Un’uscita, quella di Marcucci, che ha scatenato l’ira dei colleghi di partito. La prima risposta al capogruppo è arrivata da Franco Mirabelli, vice presidente dei senatori Pd, che ha definito “fuori dal mondo” l’idea di affrontare il tema di un rimpasto nel bel mezzo di una fase complicatissima per il paese, “in cui ogni sforzo va dedicato a sconfiggere il virus e la crisi“. Una responsabilità che il Pd, in quanto forza di Governo, deve assumersi. “Chi pensa ad altro sbaglia“, attacca Mirabelli.
Poco dopo anche il segretario dei democratici Nicola Zingaretti interviene per cercare di gettare acqua sul fuoco: “Il sostegno del Partito Democratico a questo Governo e ai suoi ministri è pieno e totale. Non in discussione. Posizione ribadita, tra l’altro, all’unanimità alcune ore fa dalla direzione nazionale sul voto della mia relazione“, spiega il lader dem.
Eppure, la partita è tutt’altro che chiusa. Per Renzi, infatti, la verifica ed il conseguente rimpasto sono una specie di chiodo fisso. L’ex sindaco di Firenze ha fretta e per questo alza sempre di più il pressing sul Governo. In questo senso vanno lette anche le dichiarazioni di ieri di Maria Elena Boschi, che sottolineava come la promessa del Premier di scongiurare un nuovo lockdown sembri ormai destinata ad essere disattesa.

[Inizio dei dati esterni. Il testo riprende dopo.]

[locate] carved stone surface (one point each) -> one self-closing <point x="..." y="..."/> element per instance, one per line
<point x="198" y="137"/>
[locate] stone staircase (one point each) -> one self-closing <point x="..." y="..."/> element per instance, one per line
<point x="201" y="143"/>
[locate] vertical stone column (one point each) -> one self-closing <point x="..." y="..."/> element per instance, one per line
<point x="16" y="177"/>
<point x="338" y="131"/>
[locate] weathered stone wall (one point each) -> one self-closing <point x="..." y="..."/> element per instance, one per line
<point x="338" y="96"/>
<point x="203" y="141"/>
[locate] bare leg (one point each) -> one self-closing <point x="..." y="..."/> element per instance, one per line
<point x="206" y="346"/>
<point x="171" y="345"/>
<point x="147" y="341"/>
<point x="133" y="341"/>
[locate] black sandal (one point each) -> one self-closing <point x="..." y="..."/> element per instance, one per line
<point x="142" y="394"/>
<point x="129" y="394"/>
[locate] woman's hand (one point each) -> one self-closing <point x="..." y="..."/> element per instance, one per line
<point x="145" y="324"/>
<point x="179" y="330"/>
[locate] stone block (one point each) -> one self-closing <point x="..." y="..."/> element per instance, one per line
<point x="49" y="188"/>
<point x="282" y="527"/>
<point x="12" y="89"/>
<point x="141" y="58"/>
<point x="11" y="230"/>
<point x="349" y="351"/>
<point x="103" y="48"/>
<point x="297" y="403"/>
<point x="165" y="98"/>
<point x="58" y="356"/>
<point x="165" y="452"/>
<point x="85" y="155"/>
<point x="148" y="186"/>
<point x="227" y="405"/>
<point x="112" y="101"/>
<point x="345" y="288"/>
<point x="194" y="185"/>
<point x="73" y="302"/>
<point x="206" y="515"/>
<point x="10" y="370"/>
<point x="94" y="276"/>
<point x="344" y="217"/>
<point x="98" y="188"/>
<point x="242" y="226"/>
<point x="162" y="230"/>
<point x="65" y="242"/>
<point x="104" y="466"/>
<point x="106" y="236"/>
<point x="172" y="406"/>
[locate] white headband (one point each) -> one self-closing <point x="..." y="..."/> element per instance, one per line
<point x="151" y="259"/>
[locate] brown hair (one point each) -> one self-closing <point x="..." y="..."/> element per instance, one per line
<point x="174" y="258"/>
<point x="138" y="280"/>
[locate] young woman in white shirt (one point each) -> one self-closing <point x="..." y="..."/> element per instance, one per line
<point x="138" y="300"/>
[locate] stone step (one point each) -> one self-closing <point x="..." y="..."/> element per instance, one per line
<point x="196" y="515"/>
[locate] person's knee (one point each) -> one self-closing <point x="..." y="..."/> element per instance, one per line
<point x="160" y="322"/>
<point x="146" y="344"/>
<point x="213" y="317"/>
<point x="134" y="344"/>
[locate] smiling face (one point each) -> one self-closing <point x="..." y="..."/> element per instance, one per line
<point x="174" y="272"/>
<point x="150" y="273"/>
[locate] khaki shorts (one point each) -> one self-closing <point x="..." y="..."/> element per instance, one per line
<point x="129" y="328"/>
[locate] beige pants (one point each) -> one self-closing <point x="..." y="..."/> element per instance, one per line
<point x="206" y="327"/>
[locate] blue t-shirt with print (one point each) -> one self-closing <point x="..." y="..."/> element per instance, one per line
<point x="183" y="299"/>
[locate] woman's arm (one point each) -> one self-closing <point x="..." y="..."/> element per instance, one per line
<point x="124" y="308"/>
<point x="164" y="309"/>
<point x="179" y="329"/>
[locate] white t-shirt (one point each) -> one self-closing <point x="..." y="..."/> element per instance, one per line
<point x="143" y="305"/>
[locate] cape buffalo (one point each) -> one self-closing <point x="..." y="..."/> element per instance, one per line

Ma c’è di più: nel pomeriggio di ieri è filtrata una “velina” che non fa che surriscaldare ulteriormente il terreno sotto i piedi del Premier: “Siamo a un bivio, tra qualche settimana o si fa un rimpasto per il Conte 3 o la strada è quella di un governo Draghi“, si legge nell’indiscrezione lasciata trapelare da non meglio definite “fondi di maggioranza“, che sembrano però essere particolarmente vicine all’ala renziana della coalizione. Dal canto suo, l’ex Governatore della Bce sembra lontano dalla dimensione di prossimo Presidente del Consiglio in cui in molti cercano di calarlo, e confida agli interlocutori più intimi di voler dedicare tempo alla propria famiglia.
Renzi, però, tira dritto verso l’obiettivo rimpasto, rafforzato dall’uscita di Marcucci che apre definitivamente il tutti contro tutti all’interno del Pd. Perché è innegabile che tra i dem non siano in pochi coloro che vedono di buon occhio l’ipotesi di una modifica negli assetti del Governo: dalle accuse del vicesegretario Andrea Orlando al Ministro dell’Istruzione Lucia Azzolina, fino alla richiesta di “cambiare i ministri non all’altezza“, avanzata da Matteo Orfini, sull’Esecutivo soffiano venti gelidi.
Lo stesso Marcucci, finito nella bufera dopo l’intervento in Senato smentito a stretto giro dal segretario, spiega a microfoni spenti che le sue dichiarazioni rientrano pienamente in una “la linea concordata con Zingaretti” e “decisa con il direttivo del gruppo del Senato“. Affermazioni che, invece di riportare il sereno e fare chiarezza, non fanno altro che alimentare una confusione che alcuni giudicano “strategica“.
Il risultato del caos che regna tra i democratici è infatti evidente: dopo la giornata convulsa di ieri, la tenuta del Governo sembra essere messa in crisi proprio dal Pd. Esattamente quello che sperava di ottenere Matteo Renzi, vero regista dell’operazione che, da un certo momento in poi, non ha dovuto far altro che rimanere fermo a osservare come la miccia da lui accesa abbia continuato a consumarsi grazie alle frizioni interne ai democratici.